Partout à travers le monde, des gens qui n’avaient jamais lu Charlie Hebdo sont sortis dans la rue pour montrer leur soutien à ses dessinateurs et journalistes et aux valeurs défendues par la France. Mais au milieu de la masse d’unanimité, certaines voix se sont élevées pour accuser le journal d’être allé trop loin. C’est le cas aux Etats-Unis, où les unes de Charlie Hebdo ont par exemple été floutées dans les médias américains, et d’autres sont allés plus loin en accusant le journal de racisme.
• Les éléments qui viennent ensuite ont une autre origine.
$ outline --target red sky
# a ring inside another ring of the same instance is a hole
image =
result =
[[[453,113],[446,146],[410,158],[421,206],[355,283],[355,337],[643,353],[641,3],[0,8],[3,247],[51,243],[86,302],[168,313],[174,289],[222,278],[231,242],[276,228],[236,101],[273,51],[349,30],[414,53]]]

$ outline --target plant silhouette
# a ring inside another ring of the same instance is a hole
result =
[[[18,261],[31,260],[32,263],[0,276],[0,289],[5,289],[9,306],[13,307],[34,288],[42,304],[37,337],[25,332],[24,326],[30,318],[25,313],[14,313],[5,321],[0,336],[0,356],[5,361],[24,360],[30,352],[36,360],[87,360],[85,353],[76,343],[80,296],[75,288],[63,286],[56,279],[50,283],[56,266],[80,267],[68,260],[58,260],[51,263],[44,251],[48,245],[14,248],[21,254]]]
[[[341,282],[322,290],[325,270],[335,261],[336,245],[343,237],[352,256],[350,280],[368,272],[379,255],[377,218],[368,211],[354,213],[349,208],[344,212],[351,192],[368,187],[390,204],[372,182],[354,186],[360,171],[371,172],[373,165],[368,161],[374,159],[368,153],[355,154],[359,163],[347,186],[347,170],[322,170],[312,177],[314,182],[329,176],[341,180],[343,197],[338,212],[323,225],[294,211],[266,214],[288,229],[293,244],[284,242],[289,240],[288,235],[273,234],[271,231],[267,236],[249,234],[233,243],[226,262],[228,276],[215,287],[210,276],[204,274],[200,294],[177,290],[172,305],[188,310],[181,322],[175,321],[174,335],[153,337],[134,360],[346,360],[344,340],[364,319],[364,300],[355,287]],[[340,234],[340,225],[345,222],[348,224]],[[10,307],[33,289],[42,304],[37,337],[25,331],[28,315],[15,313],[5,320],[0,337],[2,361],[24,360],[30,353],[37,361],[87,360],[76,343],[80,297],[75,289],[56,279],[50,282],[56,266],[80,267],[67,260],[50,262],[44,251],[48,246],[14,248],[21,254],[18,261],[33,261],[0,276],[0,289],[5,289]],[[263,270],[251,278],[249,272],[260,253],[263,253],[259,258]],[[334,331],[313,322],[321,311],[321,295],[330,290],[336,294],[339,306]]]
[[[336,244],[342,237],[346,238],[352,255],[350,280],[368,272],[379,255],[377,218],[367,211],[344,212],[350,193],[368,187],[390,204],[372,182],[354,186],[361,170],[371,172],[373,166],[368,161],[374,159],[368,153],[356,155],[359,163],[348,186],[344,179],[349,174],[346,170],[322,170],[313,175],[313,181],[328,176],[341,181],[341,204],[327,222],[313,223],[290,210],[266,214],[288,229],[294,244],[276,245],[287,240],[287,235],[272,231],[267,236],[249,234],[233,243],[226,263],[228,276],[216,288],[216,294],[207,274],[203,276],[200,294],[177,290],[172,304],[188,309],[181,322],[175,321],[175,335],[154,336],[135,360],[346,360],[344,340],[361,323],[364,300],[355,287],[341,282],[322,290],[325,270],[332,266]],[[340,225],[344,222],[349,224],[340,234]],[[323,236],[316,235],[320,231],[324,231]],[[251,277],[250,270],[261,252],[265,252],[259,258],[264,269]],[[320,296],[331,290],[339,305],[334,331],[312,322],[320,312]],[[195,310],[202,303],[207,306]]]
La question est plus complexe, selon le site Vox.com qui, pour étayer son propos, a décidé de comparer une une de Charlie Hebdo et une autre du New Yorker. Dans la première, datée d’octobre 2014, on voit des jeunes nigériennes enlevées par Boko Haram enceintes et criant «Touchez pas à nos allocs!» Comme l’explique Vox, Charlie ne cherche pas ici à ridiculiser ces victimes de l’esclavage sexuel, mais propose une seconde lecture, plus profonde:
La une de Charlie Hebdo du 22 octobre 2014.
«Charlie Hebdo est un magazine de gauche qui soutient les programmes d’allocations, mais la droite politique française a tendance à s’opposer aux allocations pour les immigrants, qu’ils décrivent comme des personnes avides d’allocations qui se jouent du système.»
Toute la difficulté ici est d’arriver à percevoir le message caché. Dans le cas contraire, on serait vite tenté d’y voir du racisme.
Cette situation est arrivée aux Etats-Unis en 2008, comme le rappelle Vox.com, avec le dessin de une du New Yorker représentant Barack Obama en musulman et son épouse Michelle Obama en militante nationaliste noire des années 1960. Il faut savoir que le magazine américain caricaturait le portrait d'Obama fait à l'époque par les Républicains pour comprendre qu'il n'y avait là pas de racisme.
Dans une tribune publiée le 13 janvier sur le Huffington Post, la journaliste radio britannique Liliana Bird juge les accusations de racisme ridicules, y compris en ce qui concerne la religion. Elle rappelle, à juste titre, que «le Front national et la famille Le Pen était en fait les premières cibles. Puis venaient les patrons, les politiques, et les corrompus. Puis enfin ils s’opposaient aux religions organisées. Toutes les religions organisées.»
En novembre 2013, le dessinateur Charb, tué dans l’attaque de Charlie Hebdo du mercredi 7 janvier, était catégorique:
«Nous n'avons pas peur d'avouer que nous sommes des militants antiracistes de toujours. Sans nécessairement avoir une carte, nous avons choisi dans ce domaine notre camp, et n'en changerons évidemment jamais.»
Néanmoins, le site américain Vox insiste sur un point très précis, et se distingue de l'opinion française: Charlie Hebdo «est le meilleur et le pire de la société occidentale». Si c’est un bastion de la liberté d’expression et du droit à la satire, le journal se laisserait quand même aller à du racisme avec des dessins stéréotypés d’immigrés, ce qui cliverait un peu plus la société, les dessinateurs se rangeant, pour Vox, du côté «des plus forts». Toujours selon le site américain (qui doit se référer aux dernières polémiques plus qu'au réel contenu de Charlie, NDLE):
«Oui, des fois Charlie Hebdo critique le catholicisme, mais il est plus connu pour ses attaques contre les populations les plus vulnérables.»
Ce traitement différent et qui empruterait souvent aux clichés auraient, selon Vox, des conséquences désastreuses: «Renforcer la majorité, marginaliser le faible, et ridiculiser ceux qui sont différents.»